One cannot but sympathise with Godongwana. The public sector wage indaba in April was supposed to be for four years.

Instead, the government caved in with a one-year compromise simply kicking the issue down the line. Policy procrastination has been the bane of the Treasury’s economic management since the removal of Zuma.

Ana Lucia Coronel, leader of IMF’s South Africa team, held detailed virtual meetings with South African authorities over a three-week period ending on December 7.

Between the plaudits of the projected 4.6% GDP rebound in 2021, inflation contained at a projected 4.4%, a flexible exchange rate, improving business confidence and resilient financial sector, she maintains that “the rebound has not decreased unemployment amid deteriorating confidence (exacerbated by the social unrest in July), and anaemic private-sector investment. Staff project a lacklustre medium-term outlook, with growth averaging 1.4% per annum, inflation returning to the 3-6% target range, and the external current account reverting to its structural deficit”.

The country’s economic fragility was underlined a day before the IMF statement, when Stats SA declared that real GDP slumped by 1.5% in Q3, 2021 after four consecutive quarters of positive growth, eroding some of the economic gains made earlier.

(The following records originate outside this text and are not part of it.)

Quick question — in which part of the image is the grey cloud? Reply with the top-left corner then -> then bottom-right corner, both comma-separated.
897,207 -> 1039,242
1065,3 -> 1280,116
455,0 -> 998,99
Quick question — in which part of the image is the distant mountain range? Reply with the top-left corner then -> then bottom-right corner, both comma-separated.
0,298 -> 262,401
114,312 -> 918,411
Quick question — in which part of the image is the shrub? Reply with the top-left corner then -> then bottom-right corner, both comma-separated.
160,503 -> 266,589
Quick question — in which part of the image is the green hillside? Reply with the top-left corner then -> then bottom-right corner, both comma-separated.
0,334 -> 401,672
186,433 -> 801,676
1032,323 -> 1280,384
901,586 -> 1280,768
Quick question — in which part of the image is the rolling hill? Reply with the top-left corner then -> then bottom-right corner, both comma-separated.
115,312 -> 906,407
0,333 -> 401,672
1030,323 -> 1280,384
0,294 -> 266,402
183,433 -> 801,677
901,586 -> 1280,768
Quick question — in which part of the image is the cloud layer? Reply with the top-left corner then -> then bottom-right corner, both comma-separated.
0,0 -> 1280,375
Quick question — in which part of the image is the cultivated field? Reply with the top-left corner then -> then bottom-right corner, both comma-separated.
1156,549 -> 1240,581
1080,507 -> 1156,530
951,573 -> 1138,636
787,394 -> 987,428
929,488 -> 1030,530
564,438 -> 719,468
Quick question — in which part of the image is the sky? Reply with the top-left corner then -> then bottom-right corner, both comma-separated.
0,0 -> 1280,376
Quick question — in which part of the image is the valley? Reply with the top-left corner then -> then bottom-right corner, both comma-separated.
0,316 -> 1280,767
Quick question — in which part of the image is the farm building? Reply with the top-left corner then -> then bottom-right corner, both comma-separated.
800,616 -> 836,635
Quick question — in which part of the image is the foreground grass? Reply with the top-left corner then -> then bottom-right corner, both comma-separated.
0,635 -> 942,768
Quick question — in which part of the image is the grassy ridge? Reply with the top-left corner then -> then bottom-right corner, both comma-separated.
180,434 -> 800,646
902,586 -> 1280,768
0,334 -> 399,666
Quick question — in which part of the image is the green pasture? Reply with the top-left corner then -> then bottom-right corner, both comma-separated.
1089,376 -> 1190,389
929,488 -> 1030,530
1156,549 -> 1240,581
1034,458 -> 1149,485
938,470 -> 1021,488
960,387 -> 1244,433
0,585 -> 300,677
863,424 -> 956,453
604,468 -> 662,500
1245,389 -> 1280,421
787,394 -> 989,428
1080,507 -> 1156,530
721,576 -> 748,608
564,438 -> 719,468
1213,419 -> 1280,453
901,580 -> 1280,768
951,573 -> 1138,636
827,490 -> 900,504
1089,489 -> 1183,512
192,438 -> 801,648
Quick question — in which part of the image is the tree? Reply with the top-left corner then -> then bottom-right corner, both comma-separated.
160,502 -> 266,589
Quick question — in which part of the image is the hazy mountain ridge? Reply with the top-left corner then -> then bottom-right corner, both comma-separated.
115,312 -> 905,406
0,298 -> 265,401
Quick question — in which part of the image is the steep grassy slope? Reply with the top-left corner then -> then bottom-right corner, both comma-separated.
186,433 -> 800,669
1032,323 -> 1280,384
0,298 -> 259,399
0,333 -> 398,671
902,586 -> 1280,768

Where reforms to attract private-sector participation in energy generation and port and railway operations have been introduced, these needed to be supported “by steadfast action to address Eskom’s and Transnet’s operational and financial problems. Governance weaknesses are a serious problem that continues to jeopardise operations of both institutions”.

Eskom spends more than it earns, reflecting its operational inefficiencies and unsustainable debt-level.

The glimmer of hope, says the fund, is that “the economy’s sources of strength can support the necessary growth revival.

The Ramaphosa government’s Achilles heel, however, remains the “absence of decisive action to address obstacles to investment and reduce the government’s need to borrow. Declining private investment and productivity need to be urgently reversed, so that the country can produce goods and services of higher quality at lower costs that can compete in global markets, thus generating more jobs, reducing poverty and inequality”.

There is also the crucial need to put the country’s public finances in order to reverse the upward public debt trajectory thus reducing debt-servicing, increasing market confidence and attracting investment.

Never mind South Africa’s commitment to COP26 to phase out coal towards a “just transition to a low-carbon, climate-resilient future”. A R131bn mobilisation in concessional and grant funding over the next five years is hardly going to make a dent in the path to net zero.

For Godongwana, the mood music for the South African economy, tempered by the depressing Omicron overture over Yuletide, will continue to be sombre over the next year.

The IMF’s concluding statement is a misnomer. It is merely a preliminary teaser prior to the unleashing of the full Article IV consultation report in February.

His riposte that “in general, the IMF’s concerns are aligned with the government Economic Reconstruction and Recovery Plan. There has been some progress in implementing structural reforms to support economic growth. The government underscored its commitment to fiscal sustainability, enabling long-term growth through narrowing the Budget deficit and stabilising debt”, is as economical with reality as it is with the ANC’s delivery record.